Bishop Kasonde observed that the 2022 AMECEA plenary was a follow-up to the 2019 meeting held in Kampala, Uganda, where environmental issues and climate change were also discussed. The Catholic bishops then in a report read by Rt Rev George Zumaire Lungu of the Catholic Diocese Chipata, Zambia, expounded on the gains and challenges faced in the implementation of the encyclical that was issued in 2015.

In the report, Bishop Lungu noted that Covid-19 has exposed social, cultural and political boundaries that humans have created because of a lack of fraternity and warned that the people need to tackle first their “human and social degradation,” to fully combat the environmental crisis.

“The human environment and the natural environment deteriorate together; we cannot adequately combat environmental degradation unless we attend to causes related to human and social degradation. The deterioration of the environment and society affects the most vulnerable people on the planet; those directly affected by the problems raised must be at the heart of the meeting,” observed the prelate.

In concurrence, Cardinal Luis Antonio Tagle, Prefect of the Congregation for the Evangelization of Peoples opined that meetings discussing the environment happen every so often, yet solutions set have little or no impact partly because most professionals, opinion makers, media and centres of power, are located in affluent areas, far removed from the poor, with little direct contact with their problems.
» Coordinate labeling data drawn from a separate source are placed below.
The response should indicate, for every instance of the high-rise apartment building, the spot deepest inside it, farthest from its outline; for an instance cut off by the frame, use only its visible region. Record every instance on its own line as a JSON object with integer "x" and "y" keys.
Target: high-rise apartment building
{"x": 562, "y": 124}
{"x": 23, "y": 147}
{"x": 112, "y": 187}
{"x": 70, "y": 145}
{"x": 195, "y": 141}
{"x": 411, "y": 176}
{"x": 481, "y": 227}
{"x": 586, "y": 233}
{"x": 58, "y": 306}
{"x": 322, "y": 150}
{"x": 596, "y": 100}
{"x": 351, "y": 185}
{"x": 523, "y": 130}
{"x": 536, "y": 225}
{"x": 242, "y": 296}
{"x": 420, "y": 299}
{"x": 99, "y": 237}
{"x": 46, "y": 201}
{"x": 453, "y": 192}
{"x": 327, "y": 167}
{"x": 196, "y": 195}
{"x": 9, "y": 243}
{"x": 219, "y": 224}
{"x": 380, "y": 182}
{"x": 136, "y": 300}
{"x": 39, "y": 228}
In quoting Pope Francis, the cardinal said,” “They live and reason from the comfortable position of a high level of development and quality of life well beyond the reach of the majority of the world’s population. Today, however, we have to realize that a true ecological approach always becomes a social approach; it must integrate questions of justice in debates on the environment, to hear both the cry of the earth and the cry of the poor,” he said.

On July 12, President Samia Suluhu Hassan will address the assembly before the plenary at the Julius Nyerere International Convention Centre.